As they drew near to the light, the man who had entertained Jack and Sandy emerged from the door.

"Hullo, there, Bill Barkentin," hailed Walstein. "What's the news?"

"What's yours?" grumbled the man ungraciously, in much the same manner he had addressed the boys.

"The same old bear," laughed Dampier. "How is our prisoner getting along?"

"He's as obstinate as ever," was the grumbled reply. "Won't tell a thing about the government's plans in regard to us."

"You've still got him on close diet?" asked Walstein.

"Have I? Should say so. He's getting as thin as a rail; but he's just as obstinate as an old army mule. Won't tell nothing."

"Humph! Well, he'll talk after awhile. By the way, we'll have two other prisoners to join him before long."

"How's that?" grunted Bill Barkentin, without betraying any special interest.

"Why, two boys whom we were holding for ransom have escaped," rejoined Walstein. "They fled from the tug, and are now on this island some place. You know the island better than any one else. When we've had something to eat you had better guide us all over it on a thorough search."

"No need to search," grunted Bill Barkentin as imperturbably as if what he had just heard was not news to him.

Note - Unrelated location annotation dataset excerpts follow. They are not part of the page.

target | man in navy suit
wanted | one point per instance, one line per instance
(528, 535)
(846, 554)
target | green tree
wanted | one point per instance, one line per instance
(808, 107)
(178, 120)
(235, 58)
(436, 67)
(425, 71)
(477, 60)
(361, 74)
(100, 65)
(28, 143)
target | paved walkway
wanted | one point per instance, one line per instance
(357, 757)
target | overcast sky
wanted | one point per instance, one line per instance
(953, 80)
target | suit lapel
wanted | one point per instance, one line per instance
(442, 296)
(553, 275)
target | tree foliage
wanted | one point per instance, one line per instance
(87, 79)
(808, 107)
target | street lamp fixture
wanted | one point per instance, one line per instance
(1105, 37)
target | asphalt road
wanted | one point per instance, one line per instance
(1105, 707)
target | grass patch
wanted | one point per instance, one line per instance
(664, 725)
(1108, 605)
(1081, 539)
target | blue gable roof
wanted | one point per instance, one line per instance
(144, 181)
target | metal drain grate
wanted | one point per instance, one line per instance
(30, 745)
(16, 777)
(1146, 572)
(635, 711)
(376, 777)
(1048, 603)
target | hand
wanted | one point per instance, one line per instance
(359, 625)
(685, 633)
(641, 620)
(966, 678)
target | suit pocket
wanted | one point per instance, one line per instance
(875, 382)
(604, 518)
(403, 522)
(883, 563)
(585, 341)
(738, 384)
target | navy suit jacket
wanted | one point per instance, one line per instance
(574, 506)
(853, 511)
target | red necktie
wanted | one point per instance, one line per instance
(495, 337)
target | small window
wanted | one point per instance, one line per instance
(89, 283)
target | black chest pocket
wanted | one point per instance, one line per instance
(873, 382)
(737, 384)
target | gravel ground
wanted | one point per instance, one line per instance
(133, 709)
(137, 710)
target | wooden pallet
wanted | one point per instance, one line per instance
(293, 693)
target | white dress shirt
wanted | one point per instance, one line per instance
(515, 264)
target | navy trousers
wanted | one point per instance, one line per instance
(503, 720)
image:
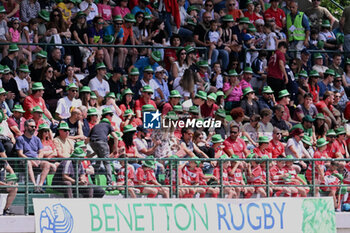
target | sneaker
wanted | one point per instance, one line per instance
(7, 212)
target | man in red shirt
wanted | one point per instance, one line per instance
(145, 98)
(36, 99)
(277, 14)
(276, 75)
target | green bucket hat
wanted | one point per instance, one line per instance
(42, 54)
(321, 142)
(13, 48)
(227, 18)
(283, 93)
(267, 90)
(194, 109)
(128, 112)
(85, 89)
(212, 96)
(264, 139)
(64, 126)
(148, 69)
(244, 20)
(340, 131)
(18, 108)
(247, 90)
(129, 128)
(100, 66)
(202, 95)
(78, 153)
(107, 110)
(134, 71)
(37, 109)
(221, 113)
(175, 94)
(92, 112)
(156, 55)
(307, 140)
(117, 18)
(130, 18)
(148, 108)
(177, 108)
(127, 91)
(314, 73)
(171, 115)
(43, 127)
(320, 116)
(24, 68)
(217, 139)
(147, 88)
(45, 15)
(330, 132)
(330, 72)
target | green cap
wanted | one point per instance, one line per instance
(24, 68)
(321, 142)
(247, 90)
(78, 153)
(63, 125)
(127, 92)
(264, 139)
(107, 110)
(156, 55)
(18, 108)
(148, 108)
(45, 15)
(130, 18)
(100, 66)
(212, 96)
(134, 71)
(128, 112)
(217, 139)
(267, 90)
(37, 109)
(129, 128)
(202, 95)
(42, 53)
(148, 69)
(147, 88)
(43, 127)
(13, 48)
(307, 140)
(283, 93)
(92, 112)
(175, 94)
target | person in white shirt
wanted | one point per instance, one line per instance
(65, 104)
(98, 84)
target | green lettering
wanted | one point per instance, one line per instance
(137, 217)
(189, 217)
(151, 209)
(108, 217)
(95, 216)
(129, 222)
(167, 213)
(194, 210)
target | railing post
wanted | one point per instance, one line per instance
(26, 198)
(222, 194)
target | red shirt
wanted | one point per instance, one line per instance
(237, 146)
(30, 102)
(274, 67)
(277, 14)
(276, 149)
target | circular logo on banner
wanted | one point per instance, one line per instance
(56, 219)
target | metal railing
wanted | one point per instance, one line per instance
(173, 164)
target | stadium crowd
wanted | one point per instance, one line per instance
(245, 64)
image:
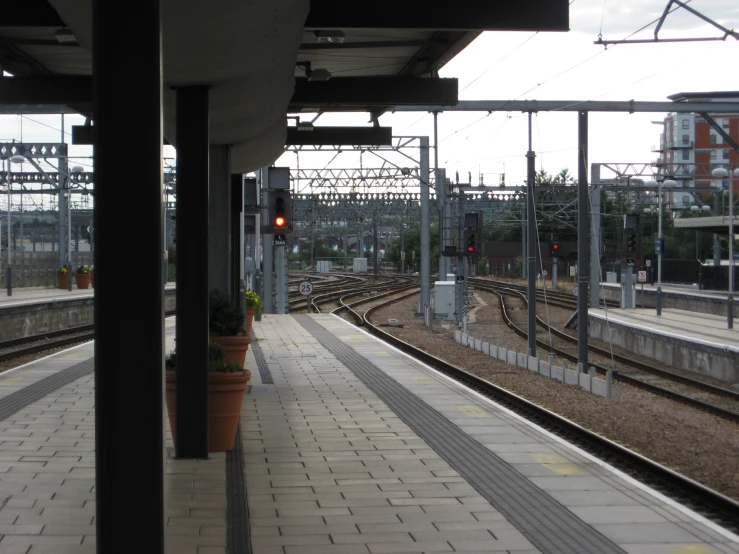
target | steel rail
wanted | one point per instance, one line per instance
(714, 504)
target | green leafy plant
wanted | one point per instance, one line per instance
(253, 299)
(225, 318)
(216, 360)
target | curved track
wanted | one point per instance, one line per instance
(693, 392)
(710, 503)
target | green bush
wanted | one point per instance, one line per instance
(225, 318)
(216, 360)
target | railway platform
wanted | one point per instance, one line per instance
(346, 445)
(687, 340)
(36, 295)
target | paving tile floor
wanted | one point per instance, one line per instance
(47, 474)
(330, 468)
(689, 326)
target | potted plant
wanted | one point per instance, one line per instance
(226, 322)
(253, 303)
(62, 275)
(226, 385)
(83, 277)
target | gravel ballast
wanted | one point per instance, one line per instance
(698, 445)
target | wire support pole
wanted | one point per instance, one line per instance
(531, 248)
(583, 203)
(730, 298)
(659, 252)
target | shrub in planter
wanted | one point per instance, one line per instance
(83, 276)
(226, 385)
(226, 323)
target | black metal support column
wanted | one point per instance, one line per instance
(193, 160)
(531, 245)
(237, 253)
(583, 229)
(129, 321)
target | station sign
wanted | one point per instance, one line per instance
(305, 288)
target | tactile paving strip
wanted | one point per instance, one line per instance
(22, 398)
(264, 372)
(237, 511)
(542, 520)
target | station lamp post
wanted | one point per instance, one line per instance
(660, 246)
(695, 209)
(723, 173)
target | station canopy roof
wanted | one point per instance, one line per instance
(712, 224)
(253, 54)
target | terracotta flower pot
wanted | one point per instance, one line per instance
(83, 281)
(235, 347)
(250, 311)
(225, 395)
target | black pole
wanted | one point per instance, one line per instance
(583, 209)
(237, 254)
(193, 160)
(129, 321)
(531, 247)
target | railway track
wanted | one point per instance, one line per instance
(552, 297)
(710, 503)
(686, 390)
(26, 346)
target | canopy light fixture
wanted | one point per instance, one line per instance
(329, 37)
(319, 75)
(64, 35)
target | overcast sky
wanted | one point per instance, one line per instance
(543, 66)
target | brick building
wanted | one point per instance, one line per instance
(692, 147)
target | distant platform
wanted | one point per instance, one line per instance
(682, 339)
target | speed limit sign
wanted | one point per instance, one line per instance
(305, 288)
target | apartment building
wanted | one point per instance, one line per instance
(690, 147)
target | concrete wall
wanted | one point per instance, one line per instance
(32, 319)
(688, 301)
(714, 361)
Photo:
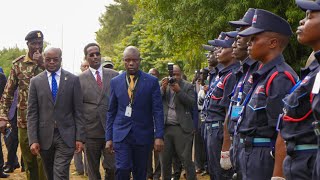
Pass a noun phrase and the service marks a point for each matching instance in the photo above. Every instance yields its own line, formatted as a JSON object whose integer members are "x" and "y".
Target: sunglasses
{"x": 96, "y": 53}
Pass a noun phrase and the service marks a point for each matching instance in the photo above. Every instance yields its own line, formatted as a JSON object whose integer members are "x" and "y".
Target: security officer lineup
{"x": 255, "y": 117}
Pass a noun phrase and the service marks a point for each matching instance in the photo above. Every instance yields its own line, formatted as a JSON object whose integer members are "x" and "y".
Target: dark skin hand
{"x": 175, "y": 87}
{"x": 35, "y": 148}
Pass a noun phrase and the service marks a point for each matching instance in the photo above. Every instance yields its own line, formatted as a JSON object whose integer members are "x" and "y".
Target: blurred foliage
{"x": 7, "y": 56}
{"x": 173, "y": 31}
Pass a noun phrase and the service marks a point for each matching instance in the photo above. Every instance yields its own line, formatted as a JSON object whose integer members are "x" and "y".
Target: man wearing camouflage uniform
{"x": 23, "y": 69}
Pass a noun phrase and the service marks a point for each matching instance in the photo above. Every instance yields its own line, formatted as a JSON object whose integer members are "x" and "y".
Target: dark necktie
{"x": 99, "y": 81}
{"x": 54, "y": 86}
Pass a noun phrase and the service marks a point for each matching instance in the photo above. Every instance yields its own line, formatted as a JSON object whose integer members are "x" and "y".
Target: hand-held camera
{"x": 205, "y": 73}
{"x": 170, "y": 69}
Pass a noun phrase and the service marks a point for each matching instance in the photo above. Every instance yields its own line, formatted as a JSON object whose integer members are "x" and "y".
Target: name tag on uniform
{"x": 128, "y": 111}
{"x": 316, "y": 85}
{"x": 236, "y": 111}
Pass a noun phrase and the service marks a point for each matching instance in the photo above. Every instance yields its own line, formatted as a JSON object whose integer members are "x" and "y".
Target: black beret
{"x": 33, "y": 35}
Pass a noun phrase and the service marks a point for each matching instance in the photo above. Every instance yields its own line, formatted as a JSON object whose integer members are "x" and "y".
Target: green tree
{"x": 174, "y": 30}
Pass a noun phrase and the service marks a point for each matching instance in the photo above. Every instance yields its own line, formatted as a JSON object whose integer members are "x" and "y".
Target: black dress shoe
{"x": 4, "y": 175}
{"x": 8, "y": 169}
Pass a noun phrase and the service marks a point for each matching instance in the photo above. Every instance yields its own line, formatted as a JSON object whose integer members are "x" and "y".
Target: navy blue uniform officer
{"x": 257, "y": 122}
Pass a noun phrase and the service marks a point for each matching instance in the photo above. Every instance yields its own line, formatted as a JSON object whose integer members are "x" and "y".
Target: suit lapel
{"x": 46, "y": 86}
{"x": 106, "y": 81}
{"x": 93, "y": 81}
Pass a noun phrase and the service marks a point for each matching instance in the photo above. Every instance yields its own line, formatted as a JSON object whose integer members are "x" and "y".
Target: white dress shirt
{"x": 93, "y": 71}
{"x": 57, "y": 77}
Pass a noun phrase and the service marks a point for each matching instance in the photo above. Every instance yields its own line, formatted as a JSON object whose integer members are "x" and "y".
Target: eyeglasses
{"x": 96, "y": 53}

"How's that, Bill?" asked Dampier, in a sort of mocking voice. It was plain that he despised this taciturn old keeper of the rascals' rendezvous.

"'Cos they're here now," announced Bill, replenishing his pipe, which had gone out.

"What!" exclaimed Dampier. "Do you mean to say, you old barnacle, that you've actually got those two lads in the tower?"

"Yep. They're tucked in their little bed at this very minute. I found 'em stuck in a marsh about four miles from here. As they had some money, I brought 'em here. I thought that after they got to sleep I'd get what coin they had and then turn them loose. But now I see things is different. They are your game, eh?"

"Never mind about the money, Bill," said Dampier, whose sallow face was beaming with ferocious delight; "the money they have is yours, Bill—all yours. Oh, what a stroke of luck, eh, Walstein?"

"I should say so," assented the leonine-headed ruffian. "Have you got them locked in, Bill?"

"We-el, you know Bill Barkentin," grinned the other, with a wink and placing one finger to the side of his flat nose, "I'll guarantee that they are safe for as long as we want to keep 'em penned up."

"Which will be till we hear from old Chisholm Dacre regarding how much he is willing to give up for his precious nephew and his chum," said Dampier.

Soon after this, the rascals, in whose power the unconscious boys were once more, entered the old light-house.

They made a hearty meal, with many jests and much laughter, in which the mysterious prisoner, who has been mentioned by them once or twice before, figured largely. To judge by their conversation, he was a man toward whom they cherished the utmost hatred and malice.